Giriş Tarihi: 5.9.2010

Kemalizm, Mustafa Kemal'in ürettiği bir şey değil

Akademik çalışmalarını Amerika'da sürdüren ve yakın zamanda SABAH'ta yazmaya başlayacak olan Prof. Dr. Şükrü Hanioğlu, Türkiye'de siyaseti halkı eğitmek gibi gören zihniyetin değişmediğini, ama bu söylemin artık tepki aldığını söylüyor

Prınceton Üniversitesi'nin Ortadoğu Araştırmaları Direktörü Prof. Dr. Şükrü Hanioğlu, yakın dönem Osmanlı tarihi alanında akademik çevrelerde ünlü bir isim. Prof. Dr. Hanioğlu, özellikle İttihat ve Terakki üzerine yaptığı çalışmalarıyla da söz sahibi. Yakın zamanda SABAH gazetesinde yazmaya başlayacak Prof. Dr. Hanioğlu ile Princeton Üniversitesi'ndeki odasında, Türkiye'nin siyasi tarihi üzerine konuştuk.
- Princeton'da bilimsel anlamda hangi konularla uğraşıyorsunuz?
- Bizim bölüm, Ortadoğu araştırmaları bölümü. Ben onun alt dalı olan Osmanlı ve Türk tarihi araştırmalarıyla uğraşıyorum. Bölüm bütün Ortadoğu ile ilgili; tarih, edebiyat, sanat ve sanat tarihini kapsıyor.

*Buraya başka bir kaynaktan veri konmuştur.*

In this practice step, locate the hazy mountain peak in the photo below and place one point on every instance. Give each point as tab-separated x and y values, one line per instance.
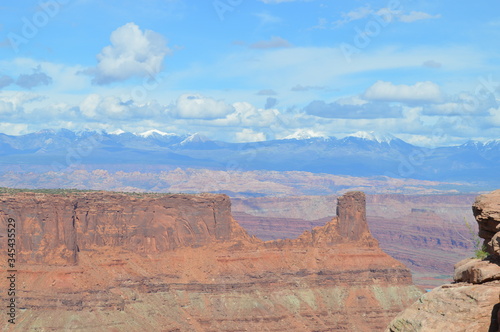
153	132
305	134
195	138
374	136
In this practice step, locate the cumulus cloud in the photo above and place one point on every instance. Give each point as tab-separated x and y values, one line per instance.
274	42
132	53
271	102
247	115
96	107
195	106
267	92
249	135
462	104
300	88
387	14
416	16
420	92
431	64
37	78
347	111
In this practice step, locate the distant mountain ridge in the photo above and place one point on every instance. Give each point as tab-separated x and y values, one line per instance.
360	154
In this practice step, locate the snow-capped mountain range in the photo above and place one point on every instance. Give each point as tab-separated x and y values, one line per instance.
358	154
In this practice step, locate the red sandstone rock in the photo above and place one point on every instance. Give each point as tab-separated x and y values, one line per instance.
471	304
116	262
487	212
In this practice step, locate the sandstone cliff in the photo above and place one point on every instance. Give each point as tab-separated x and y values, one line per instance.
98	261
471	304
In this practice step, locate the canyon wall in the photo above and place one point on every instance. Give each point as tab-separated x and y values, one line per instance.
471	303
95	261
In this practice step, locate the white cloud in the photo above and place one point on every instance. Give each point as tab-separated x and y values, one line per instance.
132	53
249	135
354	15
274	42
387	14
424	92
96	107
195	106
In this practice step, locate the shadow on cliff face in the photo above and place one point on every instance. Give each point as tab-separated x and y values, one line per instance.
495	318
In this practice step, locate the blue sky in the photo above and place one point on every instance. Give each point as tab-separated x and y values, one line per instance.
242	70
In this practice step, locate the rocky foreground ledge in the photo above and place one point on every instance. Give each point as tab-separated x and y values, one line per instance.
100	261
471	304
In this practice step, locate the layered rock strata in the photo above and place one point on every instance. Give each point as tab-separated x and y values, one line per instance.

- Bu bölümde en çok hangi konular ele alınıyor?
- Ortadoğu bölümlerinin ele aldığı konuların başında Arap-İsrail çatışması gelir. Amerika'da bilimsel düzeyde çok ilgi çeken ve üzerine çok sayıda makale yazılan bir konu. Daha sonra İran, hemen ardından da Osmanlı ve Türkiye araştırmaları geliyor.

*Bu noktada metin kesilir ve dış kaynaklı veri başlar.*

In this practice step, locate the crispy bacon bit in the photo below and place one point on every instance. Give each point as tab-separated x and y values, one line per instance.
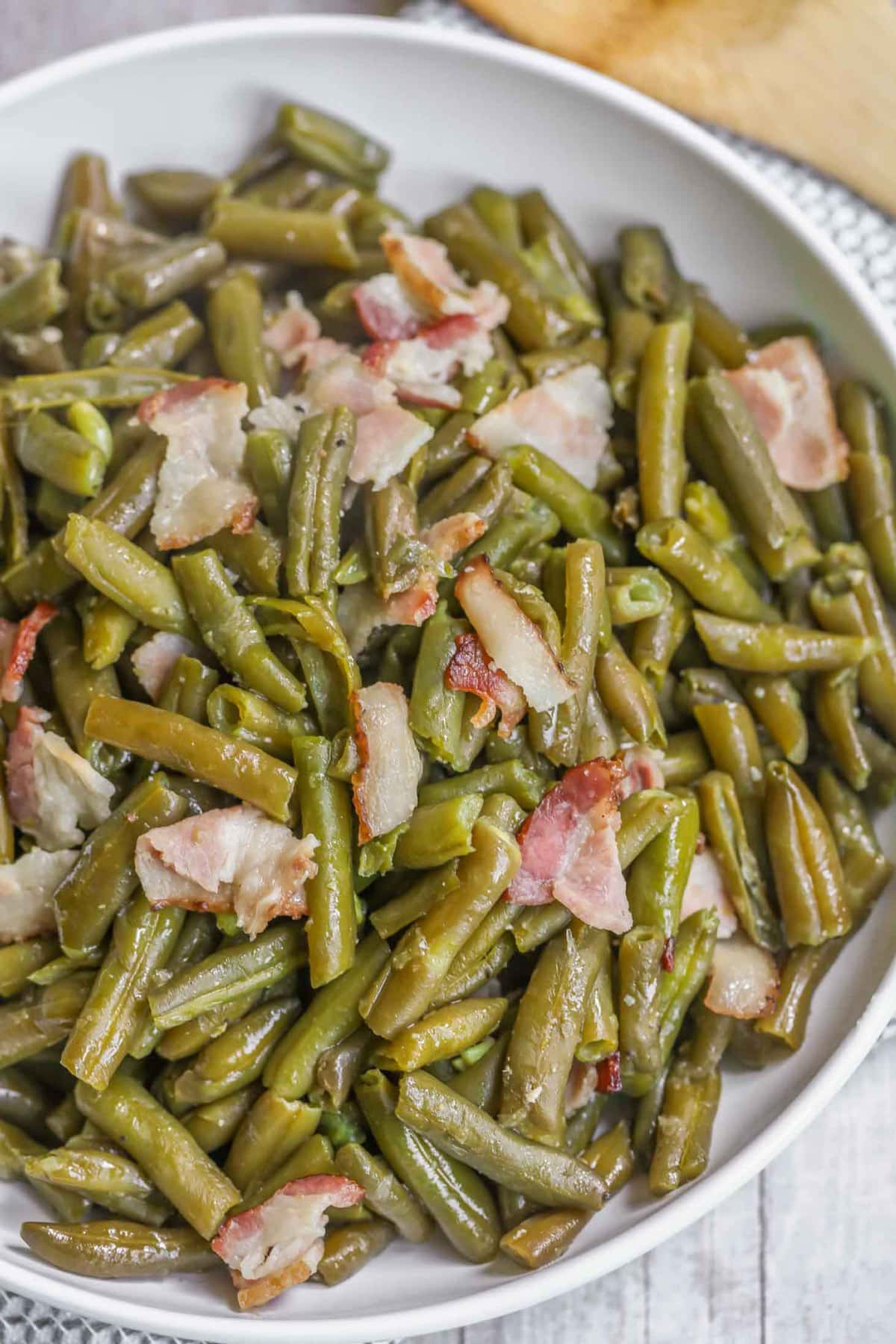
347	382
788	396
386	443
452	535
280	1242
470	670
155	659
743	980
568	848
385	309
16	648
509	638
566	418
292	331
228	859
202	487
581	1086
610	1074
644	771
706	890
26	893
52	791
385	786
425	272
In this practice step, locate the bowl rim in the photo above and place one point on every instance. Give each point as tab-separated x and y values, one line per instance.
516	1292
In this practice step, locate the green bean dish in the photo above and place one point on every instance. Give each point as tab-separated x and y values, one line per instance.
445	685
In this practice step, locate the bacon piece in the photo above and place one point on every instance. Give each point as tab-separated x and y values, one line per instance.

İTTİHATÇILIK KOMPLEKS BİR OLAY
- İttihatçılık, uzmanlık alanınız. Bu konunun literatürdeki en önemli isimlerindensiniz. Nedir ittihatçılık?

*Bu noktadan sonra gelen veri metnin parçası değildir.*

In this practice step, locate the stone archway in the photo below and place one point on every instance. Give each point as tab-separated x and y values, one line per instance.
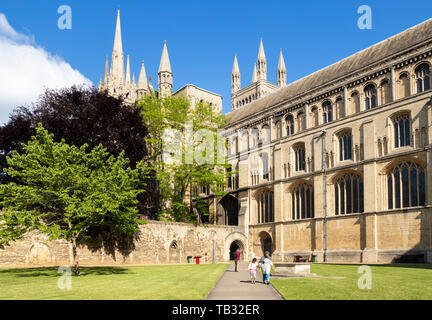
236	244
227	211
266	242
233	241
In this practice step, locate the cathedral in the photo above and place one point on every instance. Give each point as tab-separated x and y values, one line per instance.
118	83
336	166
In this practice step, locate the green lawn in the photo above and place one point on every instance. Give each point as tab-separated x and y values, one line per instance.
389	282
185	282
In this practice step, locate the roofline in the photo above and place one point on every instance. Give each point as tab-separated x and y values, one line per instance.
196	87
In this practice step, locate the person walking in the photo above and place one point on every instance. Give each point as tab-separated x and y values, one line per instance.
237	259
266	276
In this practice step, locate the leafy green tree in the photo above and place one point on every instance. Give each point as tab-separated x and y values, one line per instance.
68	193
188	156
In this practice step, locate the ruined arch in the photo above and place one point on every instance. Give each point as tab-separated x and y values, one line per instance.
227	210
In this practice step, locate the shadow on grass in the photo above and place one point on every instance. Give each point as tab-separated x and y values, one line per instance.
396	265
53	271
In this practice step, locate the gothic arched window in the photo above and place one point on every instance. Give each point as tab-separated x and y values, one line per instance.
370	96
327	112
265	207
385	92
349	197
303	202
404	86
422	77
406	186
300	157
345	145
402	131
290	125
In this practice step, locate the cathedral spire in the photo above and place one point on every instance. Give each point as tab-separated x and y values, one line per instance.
165	79
281	71
261	63
235	76
142	80
254	76
164	63
117	63
127	81
106	71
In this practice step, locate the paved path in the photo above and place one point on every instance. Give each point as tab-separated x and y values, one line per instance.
237	286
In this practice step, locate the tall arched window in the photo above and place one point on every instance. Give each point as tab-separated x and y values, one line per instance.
349	197
385	92
340	112
422	77
404	86
303	202
290	125
265	165
278	129
327	112
265	207
406	186
265	134
315	119
370	96
355	103
255	137
345	145
300	155
402	131
301	121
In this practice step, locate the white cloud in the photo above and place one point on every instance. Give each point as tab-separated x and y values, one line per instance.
26	70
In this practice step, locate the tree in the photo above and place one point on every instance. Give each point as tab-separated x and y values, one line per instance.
82	115
68	193
183	153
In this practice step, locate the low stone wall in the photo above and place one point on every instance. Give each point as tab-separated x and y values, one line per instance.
158	243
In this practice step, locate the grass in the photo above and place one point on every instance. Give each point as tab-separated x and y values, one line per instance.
389	282
183	282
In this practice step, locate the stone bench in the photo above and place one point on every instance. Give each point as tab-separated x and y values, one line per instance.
291	268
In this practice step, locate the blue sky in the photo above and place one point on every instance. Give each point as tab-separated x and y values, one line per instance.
203	36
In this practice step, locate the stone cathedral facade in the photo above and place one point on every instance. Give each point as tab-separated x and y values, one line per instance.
338	162
117	82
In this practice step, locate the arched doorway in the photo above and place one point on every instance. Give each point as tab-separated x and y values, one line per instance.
236	244
266	242
227	211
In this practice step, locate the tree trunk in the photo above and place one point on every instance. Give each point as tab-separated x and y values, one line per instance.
75	256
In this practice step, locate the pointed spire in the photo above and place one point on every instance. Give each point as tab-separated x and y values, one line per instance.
281	64
106	71
281	72
164	63
261	63
261	53
254	76
235	77
236	69
127	80
142	80
117	63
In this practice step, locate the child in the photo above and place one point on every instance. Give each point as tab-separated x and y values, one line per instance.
252	270
266	269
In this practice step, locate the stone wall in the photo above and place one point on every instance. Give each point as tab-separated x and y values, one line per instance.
158	243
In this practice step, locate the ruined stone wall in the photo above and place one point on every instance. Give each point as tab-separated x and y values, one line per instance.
158	243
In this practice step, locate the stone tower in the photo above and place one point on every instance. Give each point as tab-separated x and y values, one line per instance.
261	64
235	77
281	72
165	78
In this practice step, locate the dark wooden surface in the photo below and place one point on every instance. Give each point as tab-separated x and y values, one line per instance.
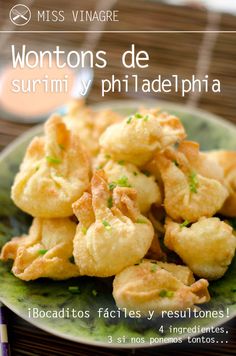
169	53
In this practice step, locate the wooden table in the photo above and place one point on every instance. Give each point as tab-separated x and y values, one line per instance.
169	53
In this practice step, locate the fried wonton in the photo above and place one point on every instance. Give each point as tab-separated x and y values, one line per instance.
112	234
126	174
45	252
158	286
188	194
207	246
89	124
136	138
227	160
53	174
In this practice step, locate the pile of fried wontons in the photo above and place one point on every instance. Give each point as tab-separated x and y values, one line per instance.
114	196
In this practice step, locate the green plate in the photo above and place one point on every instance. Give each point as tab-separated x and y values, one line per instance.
81	321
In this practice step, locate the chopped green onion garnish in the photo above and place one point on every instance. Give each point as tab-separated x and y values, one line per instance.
72	259
84	230
109	202
53	159
193	182
147	173
94	292
185	223
106	224
74	289
166	293
42	252
123	182
141	221
111	185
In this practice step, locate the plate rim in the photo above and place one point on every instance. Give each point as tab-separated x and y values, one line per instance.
116	104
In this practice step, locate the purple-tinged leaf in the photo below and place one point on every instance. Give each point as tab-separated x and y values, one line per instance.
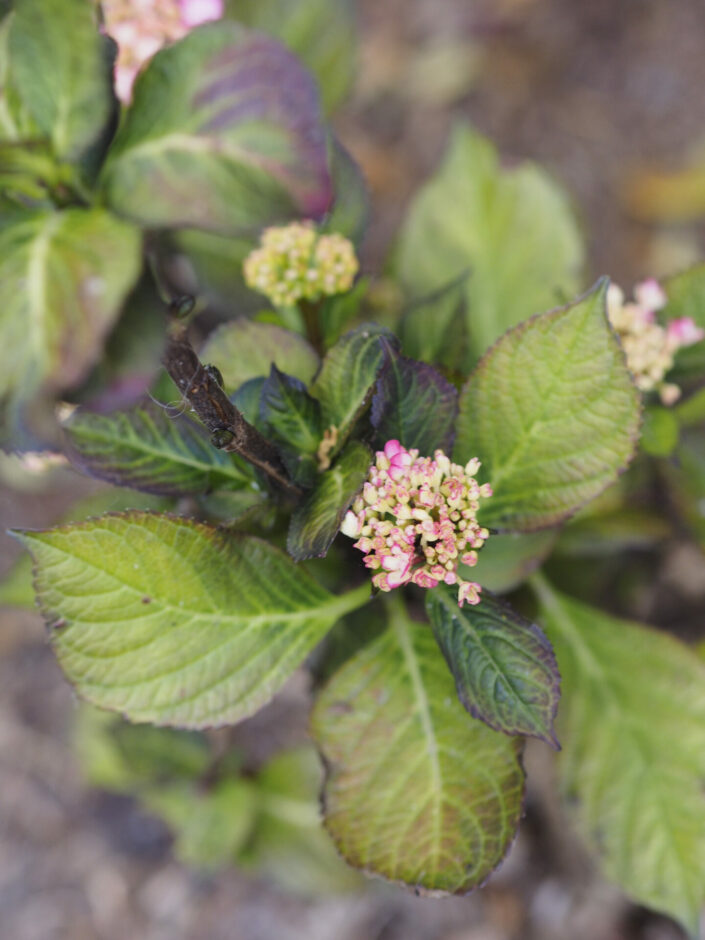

- İttihatçılık, çok kompleks bir olay. Çok karmaşık bir örgüt İttihat ve Terakki. Talat Paşa'ya bir röportajda, 'Paşam bir cümle ile İttihat ve Terakki'yi anlatır mısınız?' diye soruluyor. O da; 'Bir cümleyle anlatılmaz, ama illa bir cevap istersen söyleyeyim, İttihat ve Terakki, idare edilmesi çok zor bir şeydir,' diyor. 'İttihat ve Terakki düşüncesi', 'İttihat ve Terakki zihniyeti' derken değişik dönemlerde İttihat ve Terakki içindeki farklı grupların düşüncelerine atıfta bulunuyoruz. Bu merkez komitede Ürgüplü Hayri Efendi ile Ziya Gökalp gibi çok farklı fikirleri savunan, merkez komite toplantısı dışında hiçbir sosyal münasebeti olmayan, tamamen farklı dünyanın insanı olanlar var. İttihat ve Terakki, 10 yıl imparatorluğu yönetmiş bir yapı ve 1910 yılının rakamlarıyla 360 bin üyesi var. Bu yapıyı günümüzdeki siyasi hareketlerle karşılaştırmak, bilimsel açıdan kolay değil.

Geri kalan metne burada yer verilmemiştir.